On April 19, 2021, the Office of Inspector General’s (OIG) Office of Audit Services (OAS) released the results of an audit conducted on the accuracy of diagnosis codes submitted to CMS by Humana, Inc. for 2015 dates of service. Based on the audit results, the OIG recommended Humana return a whopping $197.7 million in alleged overpayments and enhance its policies and procedures to prevent, detect and correct noncompliance with Federal requirements for diagnosis codes that are used to calculate risk-adjusted payments.

Under the Medicare Advantage (MA) program, the Centers for Medicare & Medicaid Services (CMS) makes monthly capitated payments to MA organizations using a risk adjustment system that takes into consideration the health status of its beneficiaries. MA organizations communicate the health status of its beneficiaries to CMS through the submission of diagnosis codes.

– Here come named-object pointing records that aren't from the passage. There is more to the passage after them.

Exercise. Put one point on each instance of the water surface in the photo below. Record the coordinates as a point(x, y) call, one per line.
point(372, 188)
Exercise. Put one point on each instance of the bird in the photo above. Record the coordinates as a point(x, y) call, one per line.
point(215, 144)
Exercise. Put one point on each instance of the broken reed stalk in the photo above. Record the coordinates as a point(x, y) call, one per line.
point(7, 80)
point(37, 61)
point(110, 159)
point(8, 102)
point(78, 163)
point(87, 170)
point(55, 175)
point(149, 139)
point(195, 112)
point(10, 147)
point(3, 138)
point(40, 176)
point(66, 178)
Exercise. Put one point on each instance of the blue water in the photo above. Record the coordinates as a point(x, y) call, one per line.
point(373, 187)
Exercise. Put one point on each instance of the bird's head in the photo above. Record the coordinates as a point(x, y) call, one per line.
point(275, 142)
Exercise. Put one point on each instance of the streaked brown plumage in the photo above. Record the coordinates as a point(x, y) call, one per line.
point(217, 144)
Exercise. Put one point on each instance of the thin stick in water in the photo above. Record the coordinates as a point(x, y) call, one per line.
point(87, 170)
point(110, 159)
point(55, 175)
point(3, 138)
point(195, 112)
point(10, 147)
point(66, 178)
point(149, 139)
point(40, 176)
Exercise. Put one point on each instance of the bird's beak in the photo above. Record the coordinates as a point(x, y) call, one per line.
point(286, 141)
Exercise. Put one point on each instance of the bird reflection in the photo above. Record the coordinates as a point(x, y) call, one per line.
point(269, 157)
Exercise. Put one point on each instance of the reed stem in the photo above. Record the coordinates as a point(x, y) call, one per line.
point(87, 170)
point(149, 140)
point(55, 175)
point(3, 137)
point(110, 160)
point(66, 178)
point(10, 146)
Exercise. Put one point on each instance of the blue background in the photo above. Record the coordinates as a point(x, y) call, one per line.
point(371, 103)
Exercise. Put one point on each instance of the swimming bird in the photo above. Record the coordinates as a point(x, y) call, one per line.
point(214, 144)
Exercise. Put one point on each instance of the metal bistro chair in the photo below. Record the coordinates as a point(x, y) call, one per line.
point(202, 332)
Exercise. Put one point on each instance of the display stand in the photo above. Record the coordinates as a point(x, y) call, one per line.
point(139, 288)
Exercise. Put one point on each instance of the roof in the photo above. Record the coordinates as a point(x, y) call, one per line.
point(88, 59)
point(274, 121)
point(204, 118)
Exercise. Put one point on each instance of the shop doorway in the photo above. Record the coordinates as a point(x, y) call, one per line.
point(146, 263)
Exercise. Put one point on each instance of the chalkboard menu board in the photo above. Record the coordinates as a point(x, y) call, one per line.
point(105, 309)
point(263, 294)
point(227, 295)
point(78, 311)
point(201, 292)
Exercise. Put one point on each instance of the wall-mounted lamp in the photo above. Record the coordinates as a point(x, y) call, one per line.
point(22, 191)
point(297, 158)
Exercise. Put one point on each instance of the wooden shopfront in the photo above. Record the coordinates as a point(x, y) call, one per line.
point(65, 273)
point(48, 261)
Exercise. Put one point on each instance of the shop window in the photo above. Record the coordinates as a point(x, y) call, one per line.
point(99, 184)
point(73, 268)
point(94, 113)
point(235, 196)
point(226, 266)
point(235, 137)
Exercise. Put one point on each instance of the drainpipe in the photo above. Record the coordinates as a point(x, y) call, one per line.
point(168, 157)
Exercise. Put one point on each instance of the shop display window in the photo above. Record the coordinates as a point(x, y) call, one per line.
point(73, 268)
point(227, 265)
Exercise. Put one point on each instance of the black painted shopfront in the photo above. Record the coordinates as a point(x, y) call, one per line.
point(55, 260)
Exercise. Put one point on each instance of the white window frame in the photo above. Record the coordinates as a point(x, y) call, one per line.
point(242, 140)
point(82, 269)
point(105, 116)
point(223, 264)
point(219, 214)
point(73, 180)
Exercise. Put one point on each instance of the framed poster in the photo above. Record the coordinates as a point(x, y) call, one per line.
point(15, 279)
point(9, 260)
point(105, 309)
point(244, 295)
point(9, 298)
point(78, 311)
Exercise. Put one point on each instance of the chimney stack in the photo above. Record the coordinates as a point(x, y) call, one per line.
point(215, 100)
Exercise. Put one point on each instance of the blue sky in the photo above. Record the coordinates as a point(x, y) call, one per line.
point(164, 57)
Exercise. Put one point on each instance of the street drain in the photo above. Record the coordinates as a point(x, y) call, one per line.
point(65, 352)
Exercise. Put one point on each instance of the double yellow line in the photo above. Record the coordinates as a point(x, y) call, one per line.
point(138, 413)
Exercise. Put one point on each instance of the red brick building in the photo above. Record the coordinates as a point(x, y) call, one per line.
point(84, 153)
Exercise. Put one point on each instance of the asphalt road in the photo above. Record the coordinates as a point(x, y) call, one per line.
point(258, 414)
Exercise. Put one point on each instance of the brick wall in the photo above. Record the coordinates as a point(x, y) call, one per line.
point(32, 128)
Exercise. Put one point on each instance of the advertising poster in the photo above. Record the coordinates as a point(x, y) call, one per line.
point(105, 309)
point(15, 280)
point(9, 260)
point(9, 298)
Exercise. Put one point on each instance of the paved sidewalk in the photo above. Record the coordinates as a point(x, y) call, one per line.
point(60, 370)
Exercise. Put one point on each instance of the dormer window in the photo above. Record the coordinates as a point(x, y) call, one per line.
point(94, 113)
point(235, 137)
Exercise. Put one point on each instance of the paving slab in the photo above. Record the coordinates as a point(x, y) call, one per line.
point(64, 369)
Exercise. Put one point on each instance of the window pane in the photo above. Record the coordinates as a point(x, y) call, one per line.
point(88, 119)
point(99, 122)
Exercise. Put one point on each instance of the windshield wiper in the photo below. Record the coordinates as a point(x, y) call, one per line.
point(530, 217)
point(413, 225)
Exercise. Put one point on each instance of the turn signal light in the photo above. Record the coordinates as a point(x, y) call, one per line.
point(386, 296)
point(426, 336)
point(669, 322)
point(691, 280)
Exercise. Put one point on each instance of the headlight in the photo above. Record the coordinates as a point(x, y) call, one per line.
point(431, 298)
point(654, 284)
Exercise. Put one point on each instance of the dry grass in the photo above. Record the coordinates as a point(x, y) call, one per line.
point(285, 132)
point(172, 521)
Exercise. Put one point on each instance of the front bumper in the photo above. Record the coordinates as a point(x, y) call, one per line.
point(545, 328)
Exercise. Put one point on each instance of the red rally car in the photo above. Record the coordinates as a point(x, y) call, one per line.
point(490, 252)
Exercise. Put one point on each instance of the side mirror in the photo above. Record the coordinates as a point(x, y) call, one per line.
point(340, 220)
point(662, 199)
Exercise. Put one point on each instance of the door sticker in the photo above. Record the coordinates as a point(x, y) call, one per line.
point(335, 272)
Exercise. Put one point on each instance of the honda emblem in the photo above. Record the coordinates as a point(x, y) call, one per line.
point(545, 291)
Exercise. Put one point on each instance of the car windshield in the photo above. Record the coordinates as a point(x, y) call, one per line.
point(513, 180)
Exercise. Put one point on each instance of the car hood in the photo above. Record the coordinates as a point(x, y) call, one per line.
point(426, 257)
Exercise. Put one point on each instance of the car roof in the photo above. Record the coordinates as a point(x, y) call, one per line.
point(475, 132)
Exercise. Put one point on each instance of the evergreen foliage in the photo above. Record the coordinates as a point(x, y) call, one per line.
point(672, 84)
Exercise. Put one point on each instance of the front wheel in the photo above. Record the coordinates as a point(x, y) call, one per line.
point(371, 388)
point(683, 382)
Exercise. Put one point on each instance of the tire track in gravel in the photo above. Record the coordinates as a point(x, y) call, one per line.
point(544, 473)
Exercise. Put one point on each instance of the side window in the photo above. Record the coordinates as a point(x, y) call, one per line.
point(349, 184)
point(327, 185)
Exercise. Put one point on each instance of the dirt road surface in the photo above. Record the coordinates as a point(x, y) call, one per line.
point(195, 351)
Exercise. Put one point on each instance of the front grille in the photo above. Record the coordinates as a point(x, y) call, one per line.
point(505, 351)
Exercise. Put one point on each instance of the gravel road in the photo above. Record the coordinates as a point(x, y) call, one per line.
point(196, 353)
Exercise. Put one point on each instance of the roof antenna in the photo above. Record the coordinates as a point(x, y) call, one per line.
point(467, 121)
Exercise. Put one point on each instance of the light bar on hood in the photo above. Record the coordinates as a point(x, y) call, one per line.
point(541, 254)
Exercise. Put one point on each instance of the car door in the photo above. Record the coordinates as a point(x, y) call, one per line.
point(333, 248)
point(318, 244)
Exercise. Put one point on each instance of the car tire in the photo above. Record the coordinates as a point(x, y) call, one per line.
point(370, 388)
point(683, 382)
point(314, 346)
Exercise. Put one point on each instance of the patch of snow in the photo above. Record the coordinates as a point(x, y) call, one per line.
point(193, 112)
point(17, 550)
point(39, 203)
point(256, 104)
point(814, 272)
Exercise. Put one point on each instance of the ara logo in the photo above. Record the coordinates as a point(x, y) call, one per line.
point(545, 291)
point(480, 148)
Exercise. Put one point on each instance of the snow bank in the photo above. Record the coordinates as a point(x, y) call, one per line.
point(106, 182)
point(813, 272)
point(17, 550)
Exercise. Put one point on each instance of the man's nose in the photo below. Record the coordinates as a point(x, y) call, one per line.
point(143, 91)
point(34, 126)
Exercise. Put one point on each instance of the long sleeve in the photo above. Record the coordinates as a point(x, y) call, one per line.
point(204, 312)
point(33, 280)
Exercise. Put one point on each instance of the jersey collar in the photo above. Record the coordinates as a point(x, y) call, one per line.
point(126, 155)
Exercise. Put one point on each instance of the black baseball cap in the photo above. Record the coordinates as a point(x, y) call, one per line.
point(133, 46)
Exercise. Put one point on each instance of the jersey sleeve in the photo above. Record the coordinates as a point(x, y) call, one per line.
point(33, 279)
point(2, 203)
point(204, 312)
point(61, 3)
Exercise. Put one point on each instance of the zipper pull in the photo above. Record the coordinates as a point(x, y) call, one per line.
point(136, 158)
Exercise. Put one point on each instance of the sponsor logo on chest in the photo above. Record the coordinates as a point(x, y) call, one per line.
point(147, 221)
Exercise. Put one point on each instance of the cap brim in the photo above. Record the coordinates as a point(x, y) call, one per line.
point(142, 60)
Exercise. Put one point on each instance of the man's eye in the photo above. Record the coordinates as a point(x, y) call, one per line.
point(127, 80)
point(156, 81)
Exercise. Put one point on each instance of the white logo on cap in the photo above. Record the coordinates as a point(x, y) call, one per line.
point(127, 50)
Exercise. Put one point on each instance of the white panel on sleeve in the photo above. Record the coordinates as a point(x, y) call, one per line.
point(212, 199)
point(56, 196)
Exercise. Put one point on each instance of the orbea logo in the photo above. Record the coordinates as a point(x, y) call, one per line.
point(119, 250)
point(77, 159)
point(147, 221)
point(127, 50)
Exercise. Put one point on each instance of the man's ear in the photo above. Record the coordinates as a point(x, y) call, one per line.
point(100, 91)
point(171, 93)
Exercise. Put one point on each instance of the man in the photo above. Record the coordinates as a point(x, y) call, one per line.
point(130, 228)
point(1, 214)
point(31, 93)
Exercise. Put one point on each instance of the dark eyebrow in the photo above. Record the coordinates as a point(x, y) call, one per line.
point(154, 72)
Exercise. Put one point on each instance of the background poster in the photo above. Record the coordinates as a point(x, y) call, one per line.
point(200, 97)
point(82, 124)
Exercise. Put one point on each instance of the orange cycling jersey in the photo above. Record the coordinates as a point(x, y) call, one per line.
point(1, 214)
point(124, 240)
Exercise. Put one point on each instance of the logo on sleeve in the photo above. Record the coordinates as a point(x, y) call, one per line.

The OIG, under its authority to conduct audits to identify waste and mismanagement of federal health program dollars, has, more recently, been actively conducting audits on risk adjustment submissions from certain MA organizations using two different methodologies – (1) an approach similar to CMS’ historic Risk Adjustment Data Validation (RADV) audits where it samples all diagnosis codes submitted for 200 beneficiaries; and, (2) a targeted code approach, reviewing single instance submissions of certain codes that tend to carry a high error rate.  Both the Humana audit and an audit conducted on Essence Healthcare, Inc., used the RADV-like approach. In the Essence audit, OIG recommended that Essence repay CMS only $158,904 in overpayments. In doing so, the OIG did not apply an extrapolated overpayment amount. This is in sharp contrast to the almost $200 million extrapolated estimate by OIG for Humana.

Humana did not agree with the OIG audit results, challenging the OIG in both its coding and audit methodology. According to the OIG report, Humana was successful in overturning a number of coding determinations made by the government team, driving the error rate down and reducing the extrapolated overpayment amount from $261 million to $197 million. Other arguments raised by Humana include: (1) the OIG did not follow CMS’s established RADV methodology; (2) the OIG did not incorporate underpayments into its estimates of overpayments; (3) the OIG did not correctly calculate the overpayment amount; and, (4) the identification of unsupported diagnosis codes do not indicate a failure of Humana’s policies and procedures.

The OIG audit findings and recommendations do not represent final determinations by CMS. As indicated in the report, officials at CMS will determine whether an overpayment exists. MA organizations have the right to appeal the determination through CMS’ RADV appeals process.